Odigos: An Improved CRISPR-Cas9 Effective Guide RNA Predictor
Abstract: CRISPRi is a powerful tool for modulating gene expression in human cells. By designing a gRNA homologous to the target gene of interest, one can achieve targeted knockdown of the specific gene of interest. However, with current methodologies, one has to screen multiple gRNA sequences for efficient targeting while minimizing off-target effects. We present a prediction model for identifying the best gRNA sequence for efficient gene targeting in human cells. Starting with experimental data from knocking down specific genes using several gRNAs in iPS cells, we leverage machine learning to inform better selection of the gRNA. Our tool will be invaluable for designing gene targeting gRNAs and will reveal underlying biochemical principles governing CRISPR efficiency.
This project contains
- Training and test data from Dr. Perli's collected results in Shinya Yamanaka's Lab at Gladstone Institutes, UCSF
- Source code to train a new model using RT qRT-PCR data with the pioneering code Horlbeck et al., eLife 2016]
- Comparative study of Weissman algorithm score, our own project's scores, and Dr. Perli's efficiency measurements of each guide.
- A tool to generate 10 small guide RNAs using our model and analyzes off-target stringency for genes in host genome.
- Python v3.8
- Jupyter notebook
- Biopython
- Scipy/Numpy/Pandas
- Scikit-learn (On Ubuntu sklearn)
- bxpython (v0.5.0, https://github.com/bxlab/bx-python)
- Pysam
- Plotly
- xlrd
External command line applications required:
- ViennaRNA
- ViennaRNA binary packages for various Operating systems can be downloaded from https://www.tbi.univie.ac.at/RNA/#binary_packages
- RNAfold binary from this package is used study secondary structure data.
- Bowtie (not Bowtie2)
Large genomic data files required:
- Genome sequence as FASTA (hg19)
- FANTOM5 TSS annotation as BED (TSS_human)
- Chromatin data as BigWig (MNase, DNase, FAIRE-seq)
- Quad Core 16GB RAM, 100GB Storage Ubuntu 18.x/20.04 LTS
-
To make it easier the large_data_files referenced by our project are made available at url: https://odigoscrispr.s3-accelerate.amazonaws.com/large_data_files.tgz
-
Same package is also available at url: https://odigoscrispr.s3-us-west-1.amazonaws.com/large_data_files.tgz
-
The contents of this zip are mentioned in https://odigoscrispr.s3-us-west-1.amazonaws.com/large_data_files.README
- Install the required Python module dependencies.
- Download and extract the release.
- Download and extract the large_data_files directory from above url into source directory.
- If you extracted large_data_files into a seperate folder then please modify LARGE_FILE_DIR definition in notebook files to point to that base directory path.
-
It is recommended to use jupyter notebook server to run our software.
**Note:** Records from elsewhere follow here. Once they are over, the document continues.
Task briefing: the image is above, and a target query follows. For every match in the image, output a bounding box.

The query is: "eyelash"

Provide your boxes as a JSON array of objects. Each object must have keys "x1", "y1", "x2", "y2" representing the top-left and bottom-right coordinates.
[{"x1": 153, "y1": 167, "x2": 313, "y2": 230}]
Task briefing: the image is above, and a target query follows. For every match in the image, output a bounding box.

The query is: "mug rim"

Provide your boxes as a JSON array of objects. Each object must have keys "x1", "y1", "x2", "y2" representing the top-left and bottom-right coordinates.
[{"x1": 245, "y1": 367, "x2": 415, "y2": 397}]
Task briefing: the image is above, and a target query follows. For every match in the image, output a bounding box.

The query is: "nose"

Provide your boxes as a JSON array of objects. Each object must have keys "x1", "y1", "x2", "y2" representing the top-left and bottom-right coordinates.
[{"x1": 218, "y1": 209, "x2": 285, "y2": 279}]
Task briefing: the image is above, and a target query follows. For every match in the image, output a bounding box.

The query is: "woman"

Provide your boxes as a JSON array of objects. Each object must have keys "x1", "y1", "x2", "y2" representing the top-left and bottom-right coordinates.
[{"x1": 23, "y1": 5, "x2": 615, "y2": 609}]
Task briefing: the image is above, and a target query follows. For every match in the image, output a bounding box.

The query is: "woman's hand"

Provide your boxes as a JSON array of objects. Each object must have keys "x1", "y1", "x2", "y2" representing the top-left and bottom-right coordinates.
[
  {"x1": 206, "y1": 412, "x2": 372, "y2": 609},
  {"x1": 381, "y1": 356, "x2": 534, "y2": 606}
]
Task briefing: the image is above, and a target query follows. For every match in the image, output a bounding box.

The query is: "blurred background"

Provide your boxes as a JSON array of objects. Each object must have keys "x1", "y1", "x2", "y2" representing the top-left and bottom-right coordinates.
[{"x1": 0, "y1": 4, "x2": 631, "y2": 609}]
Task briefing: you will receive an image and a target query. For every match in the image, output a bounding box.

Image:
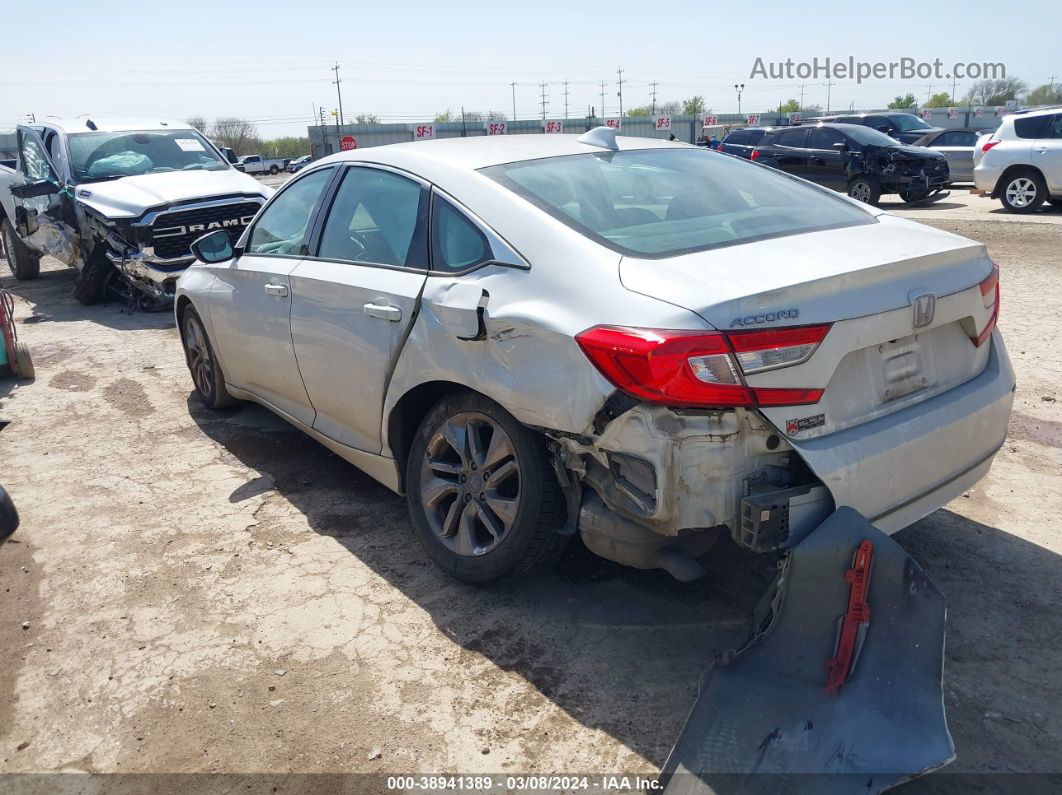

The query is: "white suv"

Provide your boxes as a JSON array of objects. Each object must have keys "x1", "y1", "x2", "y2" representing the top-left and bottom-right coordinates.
[{"x1": 974, "y1": 107, "x2": 1062, "y2": 212}]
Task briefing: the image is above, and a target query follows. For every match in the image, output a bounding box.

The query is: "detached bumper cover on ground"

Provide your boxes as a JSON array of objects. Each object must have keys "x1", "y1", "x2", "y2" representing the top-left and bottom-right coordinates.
[{"x1": 663, "y1": 507, "x2": 955, "y2": 795}]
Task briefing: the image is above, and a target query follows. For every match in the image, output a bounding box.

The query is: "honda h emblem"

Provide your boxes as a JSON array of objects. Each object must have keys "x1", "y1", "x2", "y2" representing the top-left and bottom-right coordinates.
[{"x1": 911, "y1": 293, "x2": 937, "y2": 328}]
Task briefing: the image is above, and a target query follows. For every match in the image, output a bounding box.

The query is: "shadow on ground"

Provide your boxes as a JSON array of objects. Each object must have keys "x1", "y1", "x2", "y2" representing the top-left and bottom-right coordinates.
[{"x1": 188, "y1": 396, "x2": 1062, "y2": 776}]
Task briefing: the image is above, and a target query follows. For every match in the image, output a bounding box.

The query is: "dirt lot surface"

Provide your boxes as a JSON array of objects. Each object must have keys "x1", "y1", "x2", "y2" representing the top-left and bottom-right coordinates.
[{"x1": 0, "y1": 197, "x2": 1062, "y2": 792}]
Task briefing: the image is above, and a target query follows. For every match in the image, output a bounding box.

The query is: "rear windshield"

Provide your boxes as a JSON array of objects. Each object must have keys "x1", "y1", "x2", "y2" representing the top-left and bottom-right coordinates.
[{"x1": 481, "y1": 149, "x2": 874, "y2": 257}]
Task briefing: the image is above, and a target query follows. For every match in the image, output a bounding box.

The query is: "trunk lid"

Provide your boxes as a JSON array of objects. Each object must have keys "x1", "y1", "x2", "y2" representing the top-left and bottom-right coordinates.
[{"x1": 620, "y1": 214, "x2": 993, "y2": 439}]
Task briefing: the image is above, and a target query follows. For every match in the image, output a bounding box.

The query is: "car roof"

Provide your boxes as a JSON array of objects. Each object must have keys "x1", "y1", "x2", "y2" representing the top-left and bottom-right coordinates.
[
  {"x1": 25, "y1": 116, "x2": 192, "y2": 134},
  {"x1": 318, "y1": 133, "x2": 683, "y2": 172}
]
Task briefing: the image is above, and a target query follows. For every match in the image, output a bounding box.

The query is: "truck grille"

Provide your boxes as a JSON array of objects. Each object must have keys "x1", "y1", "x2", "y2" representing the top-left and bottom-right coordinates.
[{"x1": 151, "y1": 201, "x2": 262, "y2": 259}]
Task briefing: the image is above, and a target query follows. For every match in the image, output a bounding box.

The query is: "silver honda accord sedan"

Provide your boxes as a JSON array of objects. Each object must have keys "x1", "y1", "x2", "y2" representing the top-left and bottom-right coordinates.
[{"x1": 175, "y1": 128, "x2": 1014, "y2": 582}]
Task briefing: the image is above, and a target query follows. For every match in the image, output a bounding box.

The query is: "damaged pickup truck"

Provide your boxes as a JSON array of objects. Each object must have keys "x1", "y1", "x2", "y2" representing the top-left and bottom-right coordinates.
[
  {"x1": 0, "y1": 119, "x2": 273, "y2": 309},
  {"x1": 175, "y1": 127, "x2": 1014, "y2": 792},
  {"x1": 750, "y1": 124, "x2": 950, "y2": 205}
]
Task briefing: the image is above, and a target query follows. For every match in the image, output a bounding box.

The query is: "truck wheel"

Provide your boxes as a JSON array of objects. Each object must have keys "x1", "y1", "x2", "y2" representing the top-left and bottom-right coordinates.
[
  {"x1": 999, "y1": 169, "x2": 1047, "y2": 212},
  {"x1": 0, "y1": 219, "x2": 40, "y2": 281},
  {"x1": 849, "y1": 176, "x2": 881, "y2": 207},
  {"x1": 73, "y1": 254, "x2": 114, "y2": 307},
  {"x1": 406, "y1": 391, "x2": 568, "y2": 583},
  {"x1": 181, "y1": 306, "x2": 236, "y2": 411},
  {"x1": 15, "y1": 342, "x2": 37, "y2": 378}
]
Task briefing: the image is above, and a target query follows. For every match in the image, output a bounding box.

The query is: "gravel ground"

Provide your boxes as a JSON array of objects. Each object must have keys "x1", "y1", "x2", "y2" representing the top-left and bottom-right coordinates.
[{"x1": 0, "y1": 196, "x2": 1062, "y2": 792}]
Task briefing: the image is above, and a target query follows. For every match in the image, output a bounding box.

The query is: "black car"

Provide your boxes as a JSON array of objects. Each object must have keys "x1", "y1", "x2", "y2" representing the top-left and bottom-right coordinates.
[
  {"x1": 751, "y1": 124, "x2": 949, "y2": 204},
  {"x1": 717, "y1": 127, "x2": 774, "y2": 160},
  {"x1": 810, "y1": 114, "x2": 942, "y2": 143}
]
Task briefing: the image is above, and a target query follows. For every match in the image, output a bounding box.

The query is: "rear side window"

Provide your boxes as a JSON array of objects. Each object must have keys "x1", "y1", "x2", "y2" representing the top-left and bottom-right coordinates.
[
  {"x1": 774, "y1": 129, "x2": 807, "y2": 146},
  {"x1": 480, "y1": 148, "x2": 876, "y2": 258},
  {"x1": 1014, "y1": 116, "x2": 1051, "y2": 138}
]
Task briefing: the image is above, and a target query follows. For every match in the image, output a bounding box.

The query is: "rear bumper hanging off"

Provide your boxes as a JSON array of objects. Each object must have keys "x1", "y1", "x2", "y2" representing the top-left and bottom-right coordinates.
[{"x1": 662, "y1": 507, "x2": 955, "y2": 795}]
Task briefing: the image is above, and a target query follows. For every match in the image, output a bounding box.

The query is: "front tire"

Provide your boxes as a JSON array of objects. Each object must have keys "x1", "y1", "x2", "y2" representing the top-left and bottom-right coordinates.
[
  {"x1": 406, "y1": 391, "x2": 568, "y2": 583},
  {"x1": 999, "y1": 169, "x2": 1047, "y2": 212},
  {"x1": 0, "y1": 219, "x2": 40, "y2": 281},
  {"x1": 181, "y1": 307, "x2": 236, "y2": 411},
  {"x1": 849, "y1": 176, "x2": 881, "y2": 207}
]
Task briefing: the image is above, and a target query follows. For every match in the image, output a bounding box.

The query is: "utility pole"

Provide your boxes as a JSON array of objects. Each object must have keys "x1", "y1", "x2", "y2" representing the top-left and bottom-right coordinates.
[
  {"x1": 822, "y1": 81, "x2": 837, "y2": 114},
  {"x1": 331, "y1": 61, "x2": 346, "y2": 124}
]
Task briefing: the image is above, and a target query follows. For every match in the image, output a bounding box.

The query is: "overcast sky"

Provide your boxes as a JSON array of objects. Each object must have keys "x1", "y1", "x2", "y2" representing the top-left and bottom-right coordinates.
[{"x1": 0, "y1": 0, "x2": 1062, "y2": 137}]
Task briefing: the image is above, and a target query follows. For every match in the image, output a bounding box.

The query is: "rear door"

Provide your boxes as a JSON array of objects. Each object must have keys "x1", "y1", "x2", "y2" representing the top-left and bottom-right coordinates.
[
  {"x1": 11, "y1": 126, "x2": 81, "y2": 265},
  {"x1": 208, "y1": 161, "x2": 337, "y2": 426},
  {"x1": 291, "y1": 163, "x2": 430, "y2": 453},
  {"x1": 1032, "y1": 114, "x2": 1062, "y2": 195},
  {"x1": 801, "y1": 127, "x2": 847, "y2": 191}
]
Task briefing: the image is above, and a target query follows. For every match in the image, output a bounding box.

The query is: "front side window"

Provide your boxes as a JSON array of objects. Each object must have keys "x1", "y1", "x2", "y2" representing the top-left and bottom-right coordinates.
[
  {"x1": 318, "y1": 167, "x2": 428, "y2": 267},
  {"x1": 431, "y1": 197, "x2": 494, "y2": 272},
  {"x1": 68, "y1": 129, "x2": 228, "y2": 182},
  {"x1": 481, "y1": 149, "x2": 875, "y2": 257},
  {"x1": 247, "y1": 169, "x2": 333, "y2": 257},
  {"x1": 18, "y1": 129, "x2": 58, "y2": 183}
]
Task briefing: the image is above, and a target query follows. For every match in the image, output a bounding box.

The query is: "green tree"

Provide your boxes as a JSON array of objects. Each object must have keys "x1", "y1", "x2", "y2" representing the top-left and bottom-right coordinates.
[
  {"x1": 1025, "y1": 83, "x2": 1062, "y2": 105},
  {"x1": 965, "y1": 77, "x2": 1026, "y2": 105},
  {"x1": 682, "y1": 94, "x2": 707, "y2": 116},
  {"x1": 889, "y1": 93, "x2": 919, "y2": 110}
]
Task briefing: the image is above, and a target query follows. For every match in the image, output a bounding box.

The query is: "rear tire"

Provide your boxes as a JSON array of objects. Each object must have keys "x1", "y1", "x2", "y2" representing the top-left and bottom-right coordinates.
[
  {"x1": 849, "y1": 176, "x2": 881, "y2": 207},
  {"x1": 0, "y1": 219, "x2": 40, "y2": 281},
  {"x1": 406, "y1": 391, "x2": 569, "y2": 583},
  {"x1": 999, "y1": 169, "x2": 1047, "y2": 213},
  {"x1": 181, "y1": 306, "x2": 237, "y2": 411}
]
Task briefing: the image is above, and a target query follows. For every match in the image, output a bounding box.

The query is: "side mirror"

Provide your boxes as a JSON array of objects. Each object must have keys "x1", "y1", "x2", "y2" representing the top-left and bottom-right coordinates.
[
  {"x1": 191, "y1": 229, "x2": 236, "y2": 265},
  {"x1": 11, "y1": 179, "x2": 59, "y2": 198},
  {"x1": 0, "y1": 486, "x2": 18, "y2": 543}
]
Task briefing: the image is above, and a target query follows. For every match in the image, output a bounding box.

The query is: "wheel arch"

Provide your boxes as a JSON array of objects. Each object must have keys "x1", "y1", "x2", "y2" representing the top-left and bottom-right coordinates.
[{"x1": 992, "y1": 162, "x2": 1047, "y2": 198}]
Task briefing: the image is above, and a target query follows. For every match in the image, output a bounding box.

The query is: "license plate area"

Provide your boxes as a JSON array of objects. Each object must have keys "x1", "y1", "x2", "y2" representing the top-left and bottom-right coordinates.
[{"x1": 876, "y1": 334, "x2": 937, "y2": 403}]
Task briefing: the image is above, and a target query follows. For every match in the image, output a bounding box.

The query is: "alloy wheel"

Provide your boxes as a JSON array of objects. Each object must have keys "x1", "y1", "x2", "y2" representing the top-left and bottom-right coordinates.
[
  {"x1": 419, "y1": 412, "x2": 521, "y2": 557},
  {"x1": 1007, "y1": 176, "x2": 1037, "y2": 207},
  {"x1": 185, "y1": 315, "x2": 213, "y2": 396}
]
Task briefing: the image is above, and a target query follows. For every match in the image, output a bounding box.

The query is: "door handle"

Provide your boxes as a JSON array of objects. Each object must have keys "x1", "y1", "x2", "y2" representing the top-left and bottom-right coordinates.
[{"x1": 364, "y1": 304, "x2": 401, "y2": 322}]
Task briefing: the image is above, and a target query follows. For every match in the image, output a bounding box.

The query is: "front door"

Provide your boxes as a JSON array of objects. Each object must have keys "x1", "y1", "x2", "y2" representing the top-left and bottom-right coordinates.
[
  {"x1": 11, "y1": 127, "x2": 81, "y2": 265},
  {"x1": 208, "y1": 168, "x2": 336, "y2": 426},
  {"x1": 291, "y1": 166, "x2": 429, "y2": 453}
]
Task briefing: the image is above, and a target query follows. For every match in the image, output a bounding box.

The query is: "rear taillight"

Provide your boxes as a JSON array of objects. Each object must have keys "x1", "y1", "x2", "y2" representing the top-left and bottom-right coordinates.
[
  {"x1": 970, "y1": 262, "x2": 999, "y2": 348},
  {"x1": 576, "y1": 325, "x2": 829, "y2": 407}
]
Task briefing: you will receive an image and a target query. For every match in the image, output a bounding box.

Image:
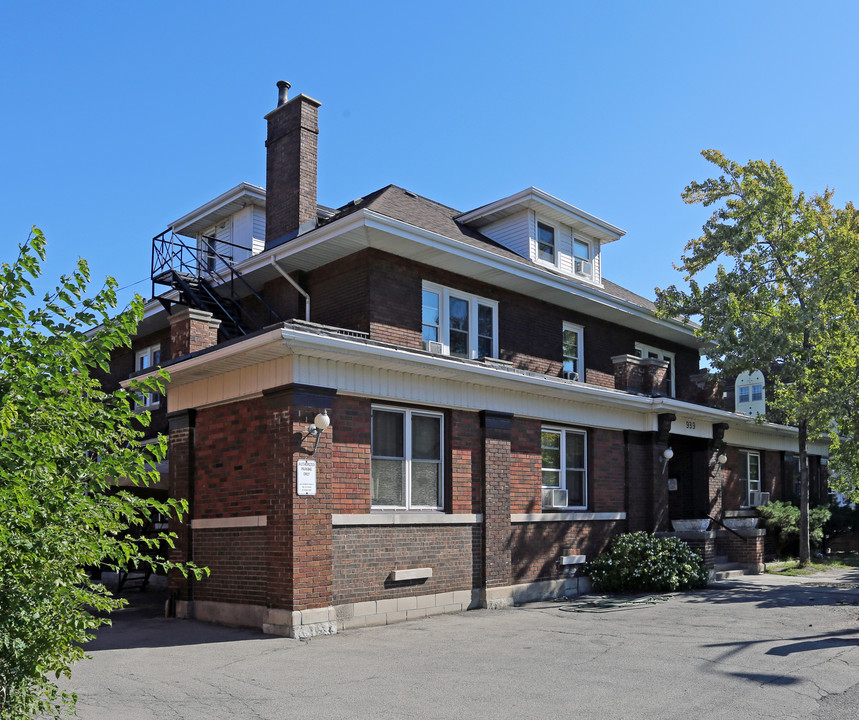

This package contains the following notebooks.
-
iGEM_CRISPRi_Library_Design.ipynb : To train the model and create igem_v1_estimator that can be used to score and/or generate guideRnas.
-
iGEM_CRISPRi_sgRna_Score_Comparision.ipynb: To do the comparative study of scores of guideRnas across Weissman algorithm, iGEM algorithm and lab scores.
-
iGEM_CRISPRi_Gene_Guide_Selector.ipynb: To generate guides for a gene including offtarget filtering (Currently supports human and can be extended to different hosts)
-
Walk through of above note books also made available with corresponding html extension.
-
- We observed it is easier to setup these packages and run them using Jupyter Notebook in Anaconda NAVIGATOR
- Add bioconda,conda-forge to Anaconda default channel to install some of required packages above
- On Some Mac systems we observed RNAfold giving an error about missing libmpfr.4.dylib. *If required install mpfr using "brew install mpfr" and ensure lib libmpfr.4.dylib is accessible to RNAfold binary.
- bowtie can be installed from the following location https://sourceforge.net/projects/bowtie-bio/files/bowtie/1.3.0/bowtie-1.3.0-macos-x86_64.zip/download *Please ensure bowtie is add to PATH so that it can be invoked by our modules to run bowtie to do alignment related study.
- These modules are not supported on Windows systems because few bio modules required by application are not supported on windows.